An attribute is a property or characteristic that describes an entity. Each entity has a set of attributes that help in defining and distinguishing it. For example, a Student entity may have attributes such as Roll Number, Name, Age, Address, and Marks. Attributes are represented in an ER diagram by ellipses or ovals.

Attributes can be further classified into types:

  • Simple Attribute: These are indivisible attributes that cannot be broken down further, such as Age or Roll Number.
  • Composite Attribute: These can be divided into smaller sub-parts with independent meanings. For example, Full Name can be split into First Name and Last Name.
  • Derived Attribute: These are attributes whose values can be derived from other attributes. For instance, Age can be derived from Date of Birth.
  • Multivalued Attribute: These attributes can have multiple values for a single entity. For example, a customer may have multiple phone numbers or email addresses.

iii. Relationships

A relationship defines the association between two or more entities and illustrates how they interact with each other in the database. For instance, a Doctor treats a Patient or a Student enrolls in a Course. Relationships are shown using diamond (rhombus) symbols in ER diagrams.

Relationships can be classified into different types:

  • One-to-One (1:1): One entity instance is associated with exactly one instance of another entity. For example, a student has exactly one ID card.
  • One-to-Many (1:N): One entity instance is associated with many instances of another entity. For example, one teacher can teach many students.
  • Many-to-Many (M:N): Many instances of one entity are related to many instances of another. For example, students can enroll in many courses, and each course can have many students.

Advantages of ER Model

  • Offers a clear and visual representation of data.
  • Easy to understand for both technical and non-technical users.
  • Useful for requirement gathering and communication.
  • Organizes entities, attributes, and relationships clearly.
  • Helps reduce data redundancy and supports normalization.
  • Provides a blueprint for relational database design.
  • Flexible and can be modified easily when requirements change.

Disadvantages of ER Model

  • Becomes complex when dealing with very large systems.
  • Does not capture all business rules and constraints fully.
  • Cannot be directly implemented.
  • Requires skilled designers to avoid errors.
  • Not suitable for unstructured or real-time data.
  • Lack of standardized notations may cause misinterpretation.

Fig: Example of ER-Diagram

4.3 SQL

SQL (Structured Query Language) is a programming language used to work with relational databases. It helps store, organize, and manage data in tables made up of rows and columns. With SQL, you can create databases and tables, insert new data, update or delete existing data, and retrieve specific information through queries. It also allows you to create views, stored procedures, and set permissions for better control and security. SQL is widely used because it makes handling structured data simple, efficient, and reliable. SQL command can be categorized as:

i. DDL

Data Definition Language (DDL) includes commands such as CREATE, ALTER, and DROP, which are used to define and modify the structure of a database. For example, the CREATE command is used to create new tables, databases, or other objects, ALTER modifies existing structures (like adding or removing columns), and DROP permanently deletes database objects.

ii. DML

Data Manipulation Language (DML) consists of commands like SELECT, INSERT, UPDATE, and DELETE that deal directly with the data stored in the database. SELECT is used to retrieve information, INSERT adds new records, UPDATE modifies existing records, and DELETE removes records. These operations are performed on the database tables to handle actual data.

iii. DCL

Data Control Language (DCL) provides commands such as GRANT and REVOKE, which control access to the database. GRANT is used to give specific permissions (like allowing a user to read or modify data), while REVOKE removes previously granted permissions. This ensures secure and controlled access to data.

iv. TCL

Transaction Control Language (TCL) includes commands like COMMIT and ROLLBACK, which manage transactions in the database. COMMIT is used to permanently save changes made during a transaction, while ROLLBACK undoes changes if something goes wrong. This ensures consistency and reliability of data by allowing safe execution of multiple operations as a single unit.

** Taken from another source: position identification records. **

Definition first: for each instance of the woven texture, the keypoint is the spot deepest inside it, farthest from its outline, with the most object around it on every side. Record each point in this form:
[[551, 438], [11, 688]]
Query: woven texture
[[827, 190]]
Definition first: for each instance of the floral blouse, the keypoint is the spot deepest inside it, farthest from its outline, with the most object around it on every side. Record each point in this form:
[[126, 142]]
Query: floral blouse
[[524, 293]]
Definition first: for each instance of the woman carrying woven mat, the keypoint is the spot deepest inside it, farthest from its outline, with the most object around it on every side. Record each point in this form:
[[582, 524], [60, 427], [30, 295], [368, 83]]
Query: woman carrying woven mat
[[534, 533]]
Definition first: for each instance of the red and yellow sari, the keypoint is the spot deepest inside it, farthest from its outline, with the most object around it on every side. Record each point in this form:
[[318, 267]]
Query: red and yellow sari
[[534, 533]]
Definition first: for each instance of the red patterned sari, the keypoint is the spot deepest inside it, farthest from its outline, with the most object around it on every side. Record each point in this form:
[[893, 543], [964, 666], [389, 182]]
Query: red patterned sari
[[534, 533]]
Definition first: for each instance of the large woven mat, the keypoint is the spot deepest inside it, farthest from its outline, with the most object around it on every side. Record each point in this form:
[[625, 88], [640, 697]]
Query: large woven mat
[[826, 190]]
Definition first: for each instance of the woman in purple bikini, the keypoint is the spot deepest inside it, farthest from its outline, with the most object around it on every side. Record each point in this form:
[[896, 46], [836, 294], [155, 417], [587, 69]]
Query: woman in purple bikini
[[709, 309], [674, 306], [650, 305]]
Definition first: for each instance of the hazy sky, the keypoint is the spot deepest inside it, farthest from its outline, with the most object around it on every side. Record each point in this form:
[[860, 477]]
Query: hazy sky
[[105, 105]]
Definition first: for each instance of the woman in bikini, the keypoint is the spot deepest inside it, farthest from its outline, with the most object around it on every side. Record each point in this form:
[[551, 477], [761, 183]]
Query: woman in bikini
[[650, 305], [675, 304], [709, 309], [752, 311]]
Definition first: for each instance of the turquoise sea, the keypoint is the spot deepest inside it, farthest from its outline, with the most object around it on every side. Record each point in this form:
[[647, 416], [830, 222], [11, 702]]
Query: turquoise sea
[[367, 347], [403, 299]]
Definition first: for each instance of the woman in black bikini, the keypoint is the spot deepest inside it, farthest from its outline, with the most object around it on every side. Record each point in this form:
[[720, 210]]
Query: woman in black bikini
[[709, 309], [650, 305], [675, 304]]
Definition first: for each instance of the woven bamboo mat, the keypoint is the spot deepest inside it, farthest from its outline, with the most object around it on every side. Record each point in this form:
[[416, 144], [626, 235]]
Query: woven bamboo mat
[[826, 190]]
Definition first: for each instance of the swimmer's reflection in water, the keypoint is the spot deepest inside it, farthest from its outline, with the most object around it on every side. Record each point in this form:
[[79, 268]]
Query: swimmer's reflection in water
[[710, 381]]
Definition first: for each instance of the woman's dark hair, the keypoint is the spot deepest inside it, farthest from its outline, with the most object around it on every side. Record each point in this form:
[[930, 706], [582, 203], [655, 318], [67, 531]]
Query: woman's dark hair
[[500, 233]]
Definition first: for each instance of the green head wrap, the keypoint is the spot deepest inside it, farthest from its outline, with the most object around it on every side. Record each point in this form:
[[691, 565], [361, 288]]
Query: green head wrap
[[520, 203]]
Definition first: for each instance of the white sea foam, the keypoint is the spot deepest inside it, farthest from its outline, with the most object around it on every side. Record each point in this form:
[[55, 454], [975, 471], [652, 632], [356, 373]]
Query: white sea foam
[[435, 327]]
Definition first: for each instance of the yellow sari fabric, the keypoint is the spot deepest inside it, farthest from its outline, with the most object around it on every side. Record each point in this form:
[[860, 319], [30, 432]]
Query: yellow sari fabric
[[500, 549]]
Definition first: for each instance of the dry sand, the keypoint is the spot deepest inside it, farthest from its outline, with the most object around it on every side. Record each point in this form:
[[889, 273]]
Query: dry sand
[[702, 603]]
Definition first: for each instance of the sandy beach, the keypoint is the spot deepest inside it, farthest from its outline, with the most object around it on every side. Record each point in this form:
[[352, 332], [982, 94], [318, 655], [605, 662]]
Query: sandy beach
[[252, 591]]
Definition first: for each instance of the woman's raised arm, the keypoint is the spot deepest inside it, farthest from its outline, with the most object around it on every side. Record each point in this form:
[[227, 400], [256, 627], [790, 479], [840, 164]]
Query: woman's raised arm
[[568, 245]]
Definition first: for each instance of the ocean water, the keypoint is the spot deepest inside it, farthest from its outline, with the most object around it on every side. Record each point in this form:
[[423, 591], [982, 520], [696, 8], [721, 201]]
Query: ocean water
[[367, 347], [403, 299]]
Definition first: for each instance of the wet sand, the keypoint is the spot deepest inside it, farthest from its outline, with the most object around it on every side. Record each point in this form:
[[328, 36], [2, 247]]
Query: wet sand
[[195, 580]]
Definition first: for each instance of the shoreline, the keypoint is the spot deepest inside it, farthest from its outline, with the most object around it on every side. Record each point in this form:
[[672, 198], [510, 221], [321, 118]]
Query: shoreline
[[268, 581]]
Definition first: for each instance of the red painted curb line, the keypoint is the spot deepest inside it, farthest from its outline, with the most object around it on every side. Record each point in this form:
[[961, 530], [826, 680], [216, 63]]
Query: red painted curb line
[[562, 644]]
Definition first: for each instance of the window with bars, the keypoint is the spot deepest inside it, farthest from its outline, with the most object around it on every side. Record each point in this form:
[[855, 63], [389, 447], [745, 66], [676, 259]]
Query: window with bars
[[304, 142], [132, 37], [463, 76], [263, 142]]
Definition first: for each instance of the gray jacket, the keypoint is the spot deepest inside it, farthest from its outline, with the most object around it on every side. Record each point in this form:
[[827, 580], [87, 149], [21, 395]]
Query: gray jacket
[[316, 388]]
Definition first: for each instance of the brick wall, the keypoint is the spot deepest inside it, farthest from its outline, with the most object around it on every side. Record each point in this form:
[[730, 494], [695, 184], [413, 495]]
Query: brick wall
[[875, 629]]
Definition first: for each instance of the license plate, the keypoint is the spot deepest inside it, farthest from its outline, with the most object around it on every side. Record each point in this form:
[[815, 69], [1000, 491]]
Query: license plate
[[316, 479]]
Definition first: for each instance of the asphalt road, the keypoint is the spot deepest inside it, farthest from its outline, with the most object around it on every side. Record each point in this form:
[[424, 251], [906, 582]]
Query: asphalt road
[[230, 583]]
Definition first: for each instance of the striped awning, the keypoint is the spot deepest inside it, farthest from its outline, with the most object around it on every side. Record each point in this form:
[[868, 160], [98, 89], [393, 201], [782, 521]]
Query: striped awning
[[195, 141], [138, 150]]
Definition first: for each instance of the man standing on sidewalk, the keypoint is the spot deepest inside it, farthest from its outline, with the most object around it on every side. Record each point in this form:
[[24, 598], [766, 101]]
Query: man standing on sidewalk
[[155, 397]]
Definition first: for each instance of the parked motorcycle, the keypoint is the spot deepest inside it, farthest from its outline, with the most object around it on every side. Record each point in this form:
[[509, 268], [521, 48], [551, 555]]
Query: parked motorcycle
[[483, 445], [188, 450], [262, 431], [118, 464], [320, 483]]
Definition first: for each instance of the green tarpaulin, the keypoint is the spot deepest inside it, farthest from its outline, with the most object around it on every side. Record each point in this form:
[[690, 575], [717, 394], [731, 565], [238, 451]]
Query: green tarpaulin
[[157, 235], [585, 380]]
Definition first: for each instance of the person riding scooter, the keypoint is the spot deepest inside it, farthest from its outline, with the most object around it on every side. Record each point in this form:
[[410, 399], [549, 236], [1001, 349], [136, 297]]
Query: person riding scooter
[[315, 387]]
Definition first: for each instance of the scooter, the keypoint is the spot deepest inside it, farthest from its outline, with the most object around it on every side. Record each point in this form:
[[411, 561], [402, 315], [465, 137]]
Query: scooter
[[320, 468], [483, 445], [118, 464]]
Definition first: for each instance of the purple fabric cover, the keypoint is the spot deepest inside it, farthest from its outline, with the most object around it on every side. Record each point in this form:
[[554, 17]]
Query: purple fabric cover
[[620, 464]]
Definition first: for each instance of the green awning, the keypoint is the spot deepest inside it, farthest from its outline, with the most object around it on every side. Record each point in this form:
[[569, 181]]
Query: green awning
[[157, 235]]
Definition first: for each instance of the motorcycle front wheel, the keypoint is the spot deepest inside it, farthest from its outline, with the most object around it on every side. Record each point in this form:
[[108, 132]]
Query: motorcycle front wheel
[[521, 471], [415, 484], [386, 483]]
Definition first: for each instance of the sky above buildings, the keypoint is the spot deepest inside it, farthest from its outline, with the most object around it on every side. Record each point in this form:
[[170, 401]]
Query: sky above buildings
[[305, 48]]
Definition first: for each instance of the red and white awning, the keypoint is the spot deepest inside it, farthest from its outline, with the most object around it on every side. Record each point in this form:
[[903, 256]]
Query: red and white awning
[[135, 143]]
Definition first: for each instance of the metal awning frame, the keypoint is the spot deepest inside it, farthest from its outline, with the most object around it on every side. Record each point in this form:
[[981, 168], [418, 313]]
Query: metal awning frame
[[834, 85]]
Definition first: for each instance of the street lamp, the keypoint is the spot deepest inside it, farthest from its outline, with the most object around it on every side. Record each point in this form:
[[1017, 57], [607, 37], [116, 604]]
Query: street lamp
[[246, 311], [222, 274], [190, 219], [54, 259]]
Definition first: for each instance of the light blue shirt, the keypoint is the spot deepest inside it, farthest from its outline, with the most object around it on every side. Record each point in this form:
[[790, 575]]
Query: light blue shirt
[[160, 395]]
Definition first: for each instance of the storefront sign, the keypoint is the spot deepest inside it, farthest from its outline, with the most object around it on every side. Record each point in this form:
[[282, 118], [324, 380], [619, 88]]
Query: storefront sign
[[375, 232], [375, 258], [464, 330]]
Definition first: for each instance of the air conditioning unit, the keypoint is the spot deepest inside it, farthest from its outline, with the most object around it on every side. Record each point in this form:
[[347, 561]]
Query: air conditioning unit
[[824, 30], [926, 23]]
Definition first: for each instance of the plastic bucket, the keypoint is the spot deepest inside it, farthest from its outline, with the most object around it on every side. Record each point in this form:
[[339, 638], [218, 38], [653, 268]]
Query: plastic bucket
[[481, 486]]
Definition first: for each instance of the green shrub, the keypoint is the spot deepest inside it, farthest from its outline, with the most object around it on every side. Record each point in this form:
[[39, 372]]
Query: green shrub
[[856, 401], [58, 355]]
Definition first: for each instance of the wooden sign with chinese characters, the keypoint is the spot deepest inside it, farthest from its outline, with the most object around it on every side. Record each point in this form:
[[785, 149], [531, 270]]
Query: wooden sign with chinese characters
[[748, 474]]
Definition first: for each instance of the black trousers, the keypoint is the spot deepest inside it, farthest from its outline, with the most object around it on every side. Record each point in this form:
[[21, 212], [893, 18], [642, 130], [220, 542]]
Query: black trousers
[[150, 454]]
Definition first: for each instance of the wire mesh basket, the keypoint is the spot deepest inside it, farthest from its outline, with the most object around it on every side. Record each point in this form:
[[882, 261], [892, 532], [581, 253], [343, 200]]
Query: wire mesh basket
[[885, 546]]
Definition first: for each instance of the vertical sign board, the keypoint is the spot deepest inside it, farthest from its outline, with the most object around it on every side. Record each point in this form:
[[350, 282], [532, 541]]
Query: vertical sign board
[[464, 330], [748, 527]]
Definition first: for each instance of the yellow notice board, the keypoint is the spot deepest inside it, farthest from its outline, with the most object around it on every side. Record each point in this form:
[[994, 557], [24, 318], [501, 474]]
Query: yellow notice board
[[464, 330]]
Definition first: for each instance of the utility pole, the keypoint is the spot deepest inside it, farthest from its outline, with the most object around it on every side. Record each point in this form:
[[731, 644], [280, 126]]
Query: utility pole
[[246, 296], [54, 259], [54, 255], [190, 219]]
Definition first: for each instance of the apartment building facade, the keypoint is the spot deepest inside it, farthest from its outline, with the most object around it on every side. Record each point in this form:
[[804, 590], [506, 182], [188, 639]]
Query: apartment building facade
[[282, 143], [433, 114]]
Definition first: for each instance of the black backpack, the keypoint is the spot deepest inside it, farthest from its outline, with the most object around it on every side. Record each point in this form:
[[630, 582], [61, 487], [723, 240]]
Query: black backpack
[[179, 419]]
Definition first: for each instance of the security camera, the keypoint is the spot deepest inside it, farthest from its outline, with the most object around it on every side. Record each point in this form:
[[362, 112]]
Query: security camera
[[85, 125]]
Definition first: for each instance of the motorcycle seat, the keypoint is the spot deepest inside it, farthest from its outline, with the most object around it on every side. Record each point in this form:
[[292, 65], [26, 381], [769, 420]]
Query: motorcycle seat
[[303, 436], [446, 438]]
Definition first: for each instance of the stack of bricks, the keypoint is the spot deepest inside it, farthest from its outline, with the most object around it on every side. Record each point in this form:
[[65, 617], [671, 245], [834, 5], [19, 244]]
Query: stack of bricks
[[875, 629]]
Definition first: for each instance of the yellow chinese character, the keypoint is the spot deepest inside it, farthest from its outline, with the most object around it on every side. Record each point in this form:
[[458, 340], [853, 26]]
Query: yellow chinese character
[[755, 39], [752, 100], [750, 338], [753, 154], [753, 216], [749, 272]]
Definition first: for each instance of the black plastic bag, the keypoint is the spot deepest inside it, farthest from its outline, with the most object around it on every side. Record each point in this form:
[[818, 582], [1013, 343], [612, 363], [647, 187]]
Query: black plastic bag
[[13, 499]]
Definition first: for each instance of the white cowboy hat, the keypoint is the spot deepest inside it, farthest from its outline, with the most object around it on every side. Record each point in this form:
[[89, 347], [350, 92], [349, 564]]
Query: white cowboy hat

4.4 Database Design and Data Security

Database Design is the systematic process of planning and structuring a database to ensure that data is stored efficiently and logically. It often involves the use of Entity-Relationship (ER) diagrams to represent entities, attributes, and relationships within the system. Another important part of design is normalization, which organizes data into related tables to minimize redundancy and improve consistency. A well-structured database design makes data retrieval easier, improves performance, and reduces the chances of errors or anomalies in data handling.

Data Security refers to the practices and technologies used to protect data from unauthorized access, misuse, or loss. It ensures the confidentiality, integrity, and availability of data, often summarized as the CIA triad. Confidentiality keeps sensitive data hidden from unauthorized users, integrity ensures that data remains accurate and unaltered, and availability guarantees that data is accessible to authorized users whenever needed. Common methods of ensuring data security include authentication (verifying the identity of users), encryption (converting data into unreadable form without a key), and access control (restricting user permissions based on roles and needs).

4.5 Data Warehouse

Data Warehouse is a centralized storage system designed to hold large volumes of historical data collected from multiple sources such as transactional databases, applications, and external systems. It provides a unified platform where data is organized and structured for efficient querying and analysis. Data warehouses are primarily used for reporting and business analysis, helping organizations make informed decisions by providing insights into past performance, trends, and future opportunities.

4.6 Data Mining

Data Mining is the process of examining and analyzing large datasets to uncover hidden patterns, relationships, and trends that may not be immediately visible. By applying statistical techniques, machine learning, and database systems, data mining transforms raw data into meaningful information. It has various real-world applications such as market analysis (identifying customer preferences and sales trends), fraud detection (spotting unusual transactions or activities), and customer behavior prediction (anticipating buying habits and preferences). This helps businesses and organizations gain a competitive advantage through data-driven decision-making.

4.7 Database Administrator

A Database Administrator (DBA) is a professional responsible for managing, maintaining, securing, and ensuring the smooth operation of a database management system (DBMS). The DBA plays a crucial role in controlling how data is stored, retrieved, and protected, making sure that databases run efficiently and reliably. In addition to maintaining performance, DBAs collaborate with developers to design and implement new features, resolve issues, and align database systems with both technical requirements and business needs.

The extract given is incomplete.